The purpose of History 222 was to analyze the political, cultural, diplomatic, and societal forces from 1877 to modern times. This class had an emphasis on the use of primary and secondary sources to examine different historical perspectives. Throughout the semester we watched Crash Course videos, historical films, and annotated documents to gain insight of this period historical significance.
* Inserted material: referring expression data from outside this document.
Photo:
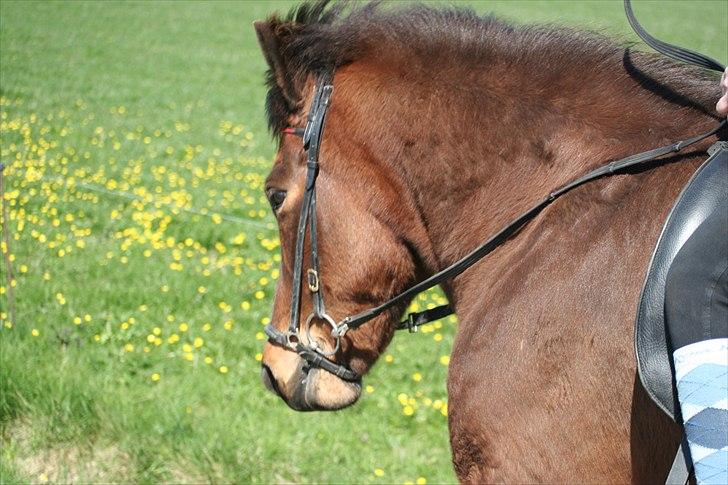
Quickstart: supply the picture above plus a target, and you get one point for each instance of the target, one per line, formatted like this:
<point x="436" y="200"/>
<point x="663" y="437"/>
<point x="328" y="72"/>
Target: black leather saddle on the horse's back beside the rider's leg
<point x="698" y="199"/>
I enjoyed this class so much that I was inspired to get a minor in History so that I could take more class and become better educated in the history of the United States. When class first started I found analyzing and discussion guides challenging. Discussion guides were challenging because the author does not always specifically state his thesis so I had to look beyond the document sometimes to find the purpose or the significance of why the author wrote that article. However, as the semester continued I found analyzing and filling our discussion guides became easier. I was surprised to find that the Professor wanted us to speak up and contribute to class discussions as much as possible. I found that this was the easier part of the class by simply answering questions or providing my insight to the discussions. I also enjoyed how this class did not focus on just writing history papers, instead we were able to take our class notes, lecture materials, secondary sources, primary sources, discussion guides, and film notes to craft a argument and use all of our resources to justify the argument. I learned a lot about myself in this class. I mostly learned about my love of historical places, cultures, ethnicity, and socioeconomic backgrounds.
I have provided the link to my final exam in this class. The importance of this assignment is that I was able to pick a topic thoroughly covered in class and showcase how it has been portrayed throughout history from 1877 to modern times by using all the resources provided to me throughout the semester.
Cierra White, “7 Ways that studying US History 1877 to Modern Times shapes the way you think about Inequality,” December 11, 2019.